I was looking up how to make my own powdered/confectioner/icing sugar. Some 'recipes' say that you should add a bit of cornstarch while others just leave this out.

So what is the role of cornstarch? Does it act like a filler (since it's cheaper than sugar)? Is it to prevent lumps? Does it help with texture? Does it do something else?

If this question is too broad, assume I'm only talking about frosting, since that's a frequent use of this sugar.

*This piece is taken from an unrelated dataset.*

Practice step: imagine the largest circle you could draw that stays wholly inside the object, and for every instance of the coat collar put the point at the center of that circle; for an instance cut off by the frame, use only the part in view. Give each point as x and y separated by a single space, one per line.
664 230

  • FYI, I am sure that you know already. But not all powdered sugar has cornstarch. Maybe the question should be more like why is corn starch often added to powdered sugar. Perhaps I am just nitpicking.
    – jeffwllms
    Apr 4, 2012 at 16:44
  • @tastefive you're right. I'm interested in what it does, so that I know the difference between powdered sugar with and without cornstarch.
    – Mien
    Apr 4, 2012 at 17:05
  • I understand powdered sugar with and without cornstarch. It is on my list of things to do powdered donuts and make American buttercream frosting with "homemade" powdered sugar. I swear I can taste the cornstarch in typical American powdered sugar. One of these days I will whirr my own. The major purpose of cornstarch in powdered sugar is to keep it from clumping in the bag. If I can get granulated or "superfine" sugar to powder in my food processor, I doubt I'll ever go back.
    – Jolenealaska
    Nov 8, 2013 at 6:43
  • 1
    Other starches might be used, such as Tapioca starch. This might make a difference in baking certain recipes, see here: seriouseats.com/2016/03/…
    – Agos
    May 27, 2016 at 16:30

3 Answers 3


It's to prevent caking. See, for example, the second FAQ on Domino Sugar's website:

It is not recommended to substitute confectioners sugar for granulated sugar. Since confectioners sugar has a much finer texture, and it contains a small percentage of cornstarch to prevent caking, substituting can give you unexpected results.

Many shredded cheeses include corn starch for the same reason.

  • 2
    I'm sure you are correct. I grinded some regular sugar and it was one hard piece two or three days later. I cut it up again, added some cornstarch and now (a week later), it's still powdery, like it should be.
    – Mien
    Apr 15, 2012 at 19:13

The cornstarch does indeed prevent the extremely fine grained sugar from caking, but it also serves a purpose beyond that. Since cornstarch forms a non-Newtonian fluid (makes liquid more viscous) when water is added, adding it to powdered sugar allows you to use it to make glazes and icings. Without the cornstarch, you'd just be pouring sweet water over your pastries, but with cornstarch you have a glaze that will coat and set.

  • Syrup becomes viscous all on its own without adding a thickener, AND the kind of thickness you get from cornstarch would usually be not the kind you want in a cake glaze - you might want it in a filling, but then you will add cornstarch anyway. May 25, 2016 at 9:49
  • @rackandboneman Syrup can become viscous on its own, but not at concentrations that can be achieved via stirring at room temperature. AND Glazes are one of the primary uses of powdered sugar.
    – SourDoh
    May 25, 2016 at 12:39
  • Oh OK, I'm used to making such glazes the hot way - and also, the thickening effect from cornstarch isn't very strong now if you don't heat it? May 25, 2016 at 15:57

A better anti-caking agent for icing sugar is tricalcium phosphate. Cornstarch gives a gritty texture to buttercream or other icing (frosting), whereas tricalcium phosphate keeps it much more smooth. In the UK, Silver Spoon icing sugar, or Sainsbury's own brand - I don't know about other supermarkets - is made from sugar beet rather than cane sugar, and has this better anti-caking agent in it. Tate and Lyle has cornstarch. A lot of people have complained online about the gritty texture of the cornstarch kind, and I found out the hard way after making lemon cake filling and wondering why it was gritty. Had to buy the better sugar and start again! I have never had any problem with the watery icing suggested above: using the right amount of sugar to water will set the icing properly, and it will coat things successfully.

  • A better anti-caking agent is simply a sealed container. I had an opened bag of confectioners sugar for years once, sealed tight and it was fine. If I need to anti-cake it, I can do it myself with a whisk. I'd rather not have phospates in my food just for convenience.